Let’s say I have a tool that I can pick up. Only when that tool is picked up am I allowed to hit the nail.

In that situation you have three different blueprints; the player, the tool and the nail. If you’re using an Interface to trigger events in both the tool and the nail blueprints, at least the nail needs to somehow know whether the tool is being used on it or not.

What is the industry standard for doing something like that?

When they collide / overlap you can detect which things collided

What if you have something that doesn’t collide?

For example if you want a light in the ceiling to turn on when the tool hits the nail.

Tool hits nail sounds like a collision to me

Unfortunately there’s no industry standard. There’s probably dozens of solutions and all that work are somewhat legit. If you ask 5 people then you’d get 5 different answer about how to implement the hammer, the player and the nail.

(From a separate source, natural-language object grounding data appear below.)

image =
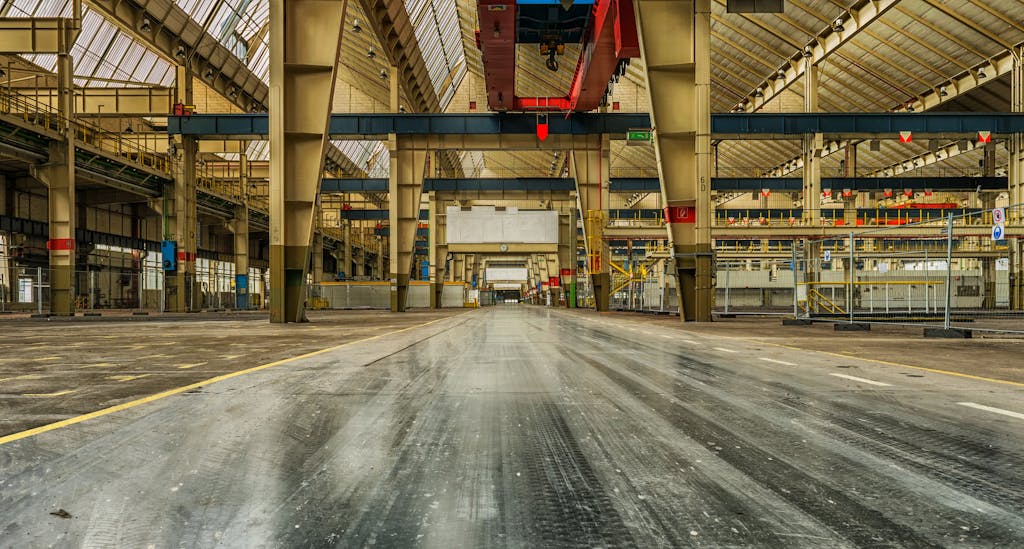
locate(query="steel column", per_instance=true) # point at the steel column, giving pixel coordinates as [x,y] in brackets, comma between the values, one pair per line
[1016,180]
[305,41]
[406,185]
[437,248]
[566,252]
[590,168]
[675,41]
[811,146]
[346,258]
[317,258]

See what Ulls posted, that’s a few murky examples but as much as you’ll ever get as an industry standard. So namely casting and event dispatchers. Unfortunately there’s no “globals” in UE4. Which means there’s no variable “HasHammerHitNail” that you can configure and access from every blueprint.

There’s some tricks if you really need some “Global” value - with limitations though.

The Level Blueprint can access everything and get references to (nearly) everything. The big drawback? It’s a one way street, so you can’t access the level blueprint from anywhere else.

A pretty nice trick for a “global” variable is the game mode. You can cast to the game mode from pretty much everywhere - so as long as you only have one game mode you can secretly use it as a stash for “global” variables and cast to it whenever needed.

In the end you’ll cast whenever possible as it’s pretty easy to do. You’ll make event dispatchers if you really need them.

And if you’re used to that you might get thoughts like “Does the hammer need to know that it has already hit the nail? Maybe not.”

In the end there are dozens - if not countless - possibilities to program your game. And the big secret? All that work are fine. Industry standard or not…

Thanks a lot for all the responses! This has cleared a lot of things up for me :slight_smile:

I’m quite new to this, coming from a 3D modelling/animation background and being quite paranoid about not creating “unclean” or messy games.

Many schools of thought on this situation, one that I like to follow myself is to create a Function or Interface that would allow the hammer to change the nail’s variables (or vice versa). Having the nail change its own variables, just taking in the information that it needs from the whatever is interacting with it, is a solid (in my opinion) way to go about changing something.

The nail is fed the information on what to change, how to change it, etc. Then the nail decides if it wants to allow the change or not.
The hammer tells the nail what to change, how to change it etc. The nail has to change or fail trying.